I've done some things

Qwen 3.6 Quantization Degradation

Qwen 3.6 punches well above its weight in hunting hard security bugs, as I noted in a previous post. It’s obviously not a frontier model, and doesn’t quite perform like one, but it consistently finds a couple of security bugs that many larger models miss.

I usually use the dense model, because it feels smarter than the MoE model, even though the MoE model is much faster. And, I usually use the 8-bit quantization, because the model necessarily gets less effective with less data. But, I also know the noticeable intelligence drop comes somewhere below 6 bits. So, I compared several quantized versions of both the dense and MoE model on six of the Mythos-found bugs that I used for the previous benchmark, with one “easy” bug (that many models found in the original benchmark, and Qwen always finds, labeled “hit anchor”), one bug that Qwen usually finds and most small models do not find (labeled “guard”, as it indicates whether quantization or MoE makes a notable difference), one “edge” bug (that some models found, some didn’t, labeled “medium”), and three “hard” bugs (bugs that only one frontier model or no model found).

The result is that the degradation of both models when reducing from 16-bit all the way down to 4-bit quantization was small enough to not make a statistical difference in detection on this particular data set. The dense model outperforms the MoE, with the MoE consistently missing the “medium” difficulty Rust bug in GHSA-f26g-jm89-4g65, for every quantization except the BF16 version, where it found it once and missed it once with the checklist prompt. All other attempts by the MoE to crack this very hard bug failed.

Caveats

This is a very limited benchmark with only six vulnerabilities. And, it is only two runs of each prompt on each model at each quantization. But, results are pretty consistent.

Results

Benchmark results, click for full HTML report

See the full report.

Test Parameters

This benchmark run included two runs for each model with each of three different prompts, “open”, “plan”, and “checklist”.

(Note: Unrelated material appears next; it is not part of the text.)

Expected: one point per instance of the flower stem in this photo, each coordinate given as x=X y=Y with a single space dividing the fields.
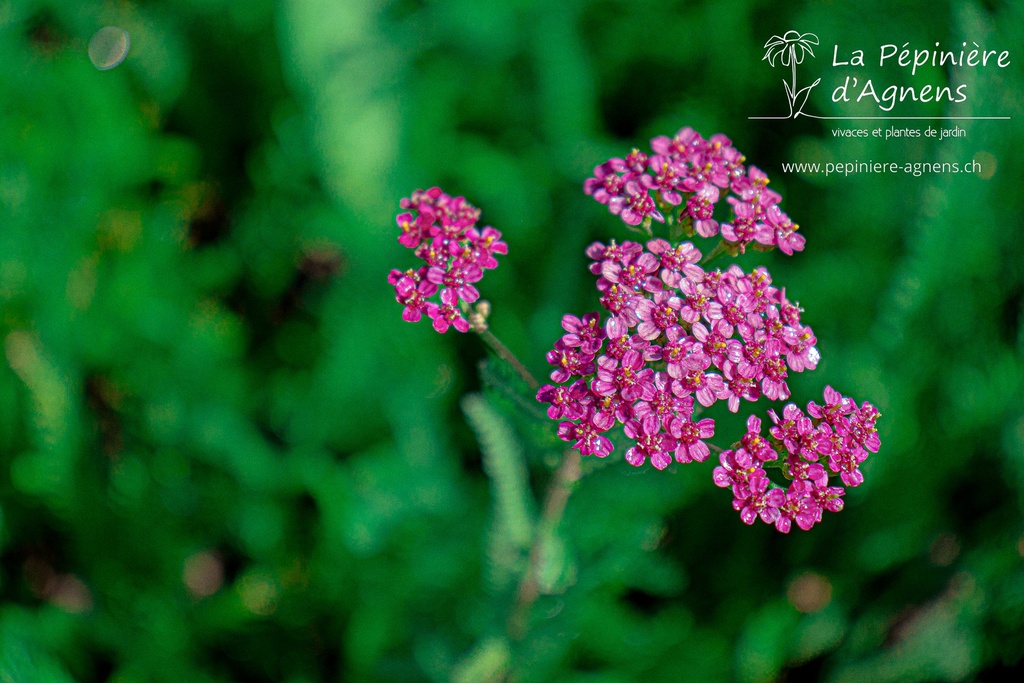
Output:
x=559 y=489
x=508 y=356
x=714 y=253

  • open : the plain neutral file-audit prompt (control / variance floor).
  • plan : prepend a threat-modelling scaffold (enumerate inputs, resource lifetimes, authz) and reason before answering.
  • checklist : fold the language’s applicable weakness classes into ONE pass as a breadth checklist

Open seems to perform best, though it’s a small enough difference to where it could be statistical noise. More tests are warranted. And, realistically, the most effective process probably involves giving the model access to stuff like a fuzzer, a debugger, and a compiler or whatever static analysis tools are available. And, frankly, a lot of vulnerabilities in the wild are quite low-hanging fruit, and would be found with static analysis, if only static analysis were in use.